こうして俺は、レオシュさんの暖かい愛情を補給しながら、短期バイト生活残り一週間という所までやって来た。
今日も世間は休日だが、俺は朝から夜まで建設現場で汗を流している。

「よお兄ちゃん、若えのによく働くじゃねえか。いい筋肉とケツしやがって、短期バイトがもったいねえよな。ここの社員になっちまえよ!」
「そうだそうだ! ぴっちぴちのあんたなら皆歓迎するぜ!」
「え、ええーそうっすね、お誘い嬉しいんですけど俺いつもはお洒落なカフェ店員なんで。待っててくれる人もいますし」
「おおっ? なんだ、可愛い彼女でもいんのか、いいねえ爽やか男子大学生は!」

いや格好いい大人の店長なんだけどな。男くさい同僚達にセクハラまがいの交流を受けつつも、愛想笑いでお茶を濁す。
周りには本来の俺好みのガチムチたちがわんさかいて、暑い日差しの中薄着で作業をしている。
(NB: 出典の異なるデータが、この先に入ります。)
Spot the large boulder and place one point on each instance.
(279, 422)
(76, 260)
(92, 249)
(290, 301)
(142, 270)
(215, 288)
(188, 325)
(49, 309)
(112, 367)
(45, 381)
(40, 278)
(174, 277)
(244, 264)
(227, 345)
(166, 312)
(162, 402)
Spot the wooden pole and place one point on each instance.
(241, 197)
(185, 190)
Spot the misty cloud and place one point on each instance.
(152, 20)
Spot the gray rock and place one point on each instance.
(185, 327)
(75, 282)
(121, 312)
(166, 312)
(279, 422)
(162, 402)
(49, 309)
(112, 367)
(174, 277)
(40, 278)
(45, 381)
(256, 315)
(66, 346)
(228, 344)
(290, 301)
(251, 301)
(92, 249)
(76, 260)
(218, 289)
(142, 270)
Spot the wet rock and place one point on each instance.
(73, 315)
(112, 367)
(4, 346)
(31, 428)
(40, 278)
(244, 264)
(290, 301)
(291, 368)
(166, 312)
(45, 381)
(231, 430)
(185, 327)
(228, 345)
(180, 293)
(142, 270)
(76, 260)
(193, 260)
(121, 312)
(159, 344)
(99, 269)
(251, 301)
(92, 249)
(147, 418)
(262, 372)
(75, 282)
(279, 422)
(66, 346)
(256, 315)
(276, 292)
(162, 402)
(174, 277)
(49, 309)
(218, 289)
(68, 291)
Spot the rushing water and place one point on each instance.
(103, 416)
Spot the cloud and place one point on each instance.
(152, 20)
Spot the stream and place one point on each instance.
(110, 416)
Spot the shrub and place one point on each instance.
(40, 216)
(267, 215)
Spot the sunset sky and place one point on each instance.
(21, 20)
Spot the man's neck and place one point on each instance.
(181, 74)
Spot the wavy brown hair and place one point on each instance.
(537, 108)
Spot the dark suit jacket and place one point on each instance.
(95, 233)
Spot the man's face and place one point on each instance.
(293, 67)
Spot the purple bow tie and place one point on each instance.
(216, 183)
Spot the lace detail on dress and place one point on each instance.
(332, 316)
ああ、でもよかった。俺の股間はとくに反応もせず、頭の中は常に会いたいレオシュさんのことで占められている。
俺もとうとう真人間になれたようだと、しみじみ良い汗を拭った。

バイト終わり、私服に着替えた俺は彼らと挨拶を交わし、敷地の外に出て道路を見回した。
ドキドキする心を抑えられない。
すると、離れたところに見覚えのある黒い乗用車が停まっていた。

俺は「あ! 店長!」と叫び駆け出す。
そう。なんと今日は彼が夜遅いのに迎えに来てくれていたのだ。

フロントガラスからにこりと手を上げる店長を見て、俺も急いで助手席に乗り込み、対面してすぐ「ありがとうございます!」と頭を下げた。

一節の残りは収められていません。